I have a dataframe and a list
df = pd.DataFrame(
{
'ID': ['AB01', 'AB02', 'AB02', 'AB03', 'AB03','AB03', 'AB04'],
'col.A': ["Yes",np.nan,'Yes','Yes',"Yes",np.nan, np.nan]
}
)
ids = ['AB01', 'AB02', 'AB03']
new_col = 'result'
met = 'yes'
else_met = 'no'
for every id in list, if they're in the dataframe, I want to set the new_col to value in met and else_met if they're not available.
I tried the following code and it's not working, what am I doing wrong?
df[new_col] = df['ID'].apply(lambda x: met if x in ids else else_met)
CodePudding user response:
You can use loc and isin to assign met, and fillna the result with else_met:
df.loc[df.ID.isin(ids),'new_col'] = 'met'
df['new_col'].fillna('else_met',inplace=True)
ID col.A new_col
0 AB01 Yes met
1 AB02 NaN met
2 AB02 Yes met
3 AB03 Yes met
4 AB03 Yes met
5 AB03 NaN met
6 AB04 NaN else_met
CodePudding user response:
df['new_col'] = 'else_met'
df.loc[ df.ID.isin(ids), 'new_col'] = 'met'
CodePudding user response:
You can use numpy.where to get the values based on Boolean masking, then assign it back to the new column
df[new_col]=np.where(df['ID'].isin(ids), met, else_met)
OUTPUT:
ID col.A result
0 AB01 Yes yes
1 AB02 NaN yes
2 AB02 Yes yes
3 AB03 Yes yes
4 AB03 Yes yes
5 AB03 NaN yes
6 AB04 NaN no
Since you are struggling with the method mentioned above which can possibly due to different version of the libraries, you can try following alternate solution (however, it is not efficient)
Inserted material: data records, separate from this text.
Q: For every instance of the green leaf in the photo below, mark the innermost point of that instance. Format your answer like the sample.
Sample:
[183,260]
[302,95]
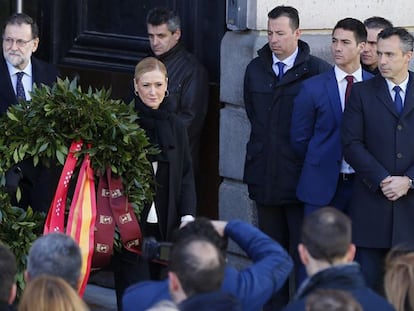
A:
[11,116]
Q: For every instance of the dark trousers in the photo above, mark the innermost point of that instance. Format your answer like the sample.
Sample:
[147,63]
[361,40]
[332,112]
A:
[372,261]
[129,268]
[283,224]
[341,199]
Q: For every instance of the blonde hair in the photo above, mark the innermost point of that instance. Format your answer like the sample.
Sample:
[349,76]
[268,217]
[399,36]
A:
[149,64]
[48,292]
[399,280]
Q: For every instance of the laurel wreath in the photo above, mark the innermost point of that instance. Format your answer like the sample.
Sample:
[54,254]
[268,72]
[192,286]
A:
[43,130]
df[new_col]=df['ID'].apply(lambda x: met if x in ids else else_met)
Another numpy approach combined with List-Comprehension:
values = [met if x else else_met for x in np.isin(df['ID'].values, ids)]
# ['yes', 'yes', 'yes', 'yes', 'yes', 'yes', 'no']
df[new_col] = values
CodePudding user response:
you can check for every id in df if is in ids
import pandas as pd
df = pd.DataFrame(
{
'ID': ['AB01', 'AB02', 'AB02', 'AB03', 'AB03','AB03', 'AB04'],
'col.A': ["Yes",np.nan,'Yes','Yes',"Yes",np.nan, np.nan]
}
)
ids = ['AB01', 'AB02', 'AB03']
new_col = 'result'
df[new_col] = ['yes' if val in ids else 'no' for val in df['ID'] ]
#outputs
ID col.A result
0 AB01 Yes yes
1 AB02 NaN yes
2 AB02 Yes yes
3 AB03 Yes yes
4 AB03 Yes yes
5 AB03 NaN yes
6 AB04 NaN no